Decentralization was carried out from the ground up, with regions asking what kind of competence they wanted to embody. As a result, the level of self-government of these territories varies from one to another.

In Spain the process is reversed, from top to bottom, with the State in charge of distributing and assigning power (commonly called ‘Coffee for everyone’, with some peculiarities such as provincial laws in Navarra and the Basque country or Catalan civil law).

How was England divided?

  • ‘Greater London’: the capital city and its metropolitan area is home to nearly 9 million people, half immigrants. This is practically a city-state in England. For this reason London is the only region in the UK to benefit from a devolution jurisdiction that gives broad administrative powers to local authorities.
  • Scotland: Following the entry into force of the Scotland Act 1998, the Scottish Parliament as a regional legislature. Competencies are also returned to him in other fields such as education, health, finance, civil administration, cultural and language policy.
  • strong winds: your process devolution it parallels Scotland, although it started a little later in 1999. The level of Welsh self-government, supported in regional plebiscites, is lower than Scotland’s.
  • Northern Ireland: island fragment belongs great Britain life a rather specialized process for achieving self-government.

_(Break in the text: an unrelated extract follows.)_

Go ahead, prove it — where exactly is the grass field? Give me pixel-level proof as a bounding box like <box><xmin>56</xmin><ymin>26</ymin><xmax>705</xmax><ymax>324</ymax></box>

After decades of a certain degree of self-government, especially at the hands of the Anglican community to the detriment of Catholicism, the period known as Problem This encourages a paradigm shift that is more in line with the social realities of the region. Formalized in Northern Ireland Act 1998, local self-government covers areas such as taxation, social coverage and legislative power (collected in .) assembly). The distribution of power between groups is now more equitable.
  • Crown dependencies: They are considered as crown dependencies islands T-shirt, Guernsey you Man. The correct administrative term is bailia. Due to their small size and geographical location, these enclaves have a wider range of competencies than other municipalities.

British political system: a declining two-party system

The British political system is sometimes defined as a bipartisan regime in the hands of Labor, on the one hand, and conservatism on the other. This distribution does not represent the realities of British politics, it is the cause of certain electoral systems, specifically the type of constituency (533 constituencies in England, 59 in Scotland, 40 in Wales and 18 in Northern Ireland). Result of, a greater parliamentary majority is obtained in exchange for a less representative parliament.

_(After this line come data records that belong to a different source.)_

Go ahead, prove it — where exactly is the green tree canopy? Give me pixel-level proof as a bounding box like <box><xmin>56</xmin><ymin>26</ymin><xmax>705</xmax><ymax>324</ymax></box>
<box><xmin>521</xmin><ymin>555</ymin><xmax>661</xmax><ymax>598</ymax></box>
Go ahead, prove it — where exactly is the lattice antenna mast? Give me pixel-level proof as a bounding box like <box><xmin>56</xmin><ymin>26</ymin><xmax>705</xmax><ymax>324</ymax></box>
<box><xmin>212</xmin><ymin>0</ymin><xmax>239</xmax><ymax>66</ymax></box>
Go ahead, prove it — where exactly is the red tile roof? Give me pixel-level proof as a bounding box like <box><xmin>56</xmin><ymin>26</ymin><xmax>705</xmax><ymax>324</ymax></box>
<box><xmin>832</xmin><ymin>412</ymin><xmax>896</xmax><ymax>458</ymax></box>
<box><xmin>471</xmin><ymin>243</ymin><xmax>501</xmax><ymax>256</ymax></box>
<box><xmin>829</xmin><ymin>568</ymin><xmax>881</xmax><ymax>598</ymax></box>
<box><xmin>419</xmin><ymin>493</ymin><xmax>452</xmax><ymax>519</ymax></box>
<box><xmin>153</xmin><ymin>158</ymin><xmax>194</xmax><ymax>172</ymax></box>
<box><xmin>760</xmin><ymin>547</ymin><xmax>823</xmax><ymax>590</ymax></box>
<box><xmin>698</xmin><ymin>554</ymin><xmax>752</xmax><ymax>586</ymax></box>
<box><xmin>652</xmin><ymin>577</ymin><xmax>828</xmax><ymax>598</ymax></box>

Political parties, unlike in Spain, do not present lists for each constituency. They nominate a candidate, one in each constituency in which they compete. Once parliament is elected, residents of each constituency can submit complaints or petitions to members of parliament in their district.

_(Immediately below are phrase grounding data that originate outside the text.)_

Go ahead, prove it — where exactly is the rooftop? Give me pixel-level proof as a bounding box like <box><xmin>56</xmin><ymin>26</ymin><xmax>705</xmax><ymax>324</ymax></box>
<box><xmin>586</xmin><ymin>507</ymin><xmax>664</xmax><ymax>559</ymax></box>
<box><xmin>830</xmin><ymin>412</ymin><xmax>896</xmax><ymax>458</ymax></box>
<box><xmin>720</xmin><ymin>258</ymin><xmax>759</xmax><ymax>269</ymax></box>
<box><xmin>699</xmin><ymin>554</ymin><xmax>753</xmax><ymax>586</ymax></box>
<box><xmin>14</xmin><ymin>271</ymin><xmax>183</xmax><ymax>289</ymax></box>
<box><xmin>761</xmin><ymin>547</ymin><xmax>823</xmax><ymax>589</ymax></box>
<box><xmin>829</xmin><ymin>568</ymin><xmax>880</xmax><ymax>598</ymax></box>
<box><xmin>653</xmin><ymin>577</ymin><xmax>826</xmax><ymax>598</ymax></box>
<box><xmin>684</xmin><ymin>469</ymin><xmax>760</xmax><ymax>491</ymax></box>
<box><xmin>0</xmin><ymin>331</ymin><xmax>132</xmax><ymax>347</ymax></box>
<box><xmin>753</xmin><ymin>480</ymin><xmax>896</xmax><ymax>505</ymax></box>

Total 10 political parties has reached parliamentary representation (and an independent deputy). Of these formations, only two were able to muster a sufficient number of representatives to form a stable majority: Conservative party and Labor Party.

Recently, Scottish Nationalist Party (SNP) and the party Liberal Democrat they have succeeded in increasing their number of representatives to the point of being able to consider themselves a ‘hinge party’ (a party which, with their support, is able to give an absolute majority to a third party).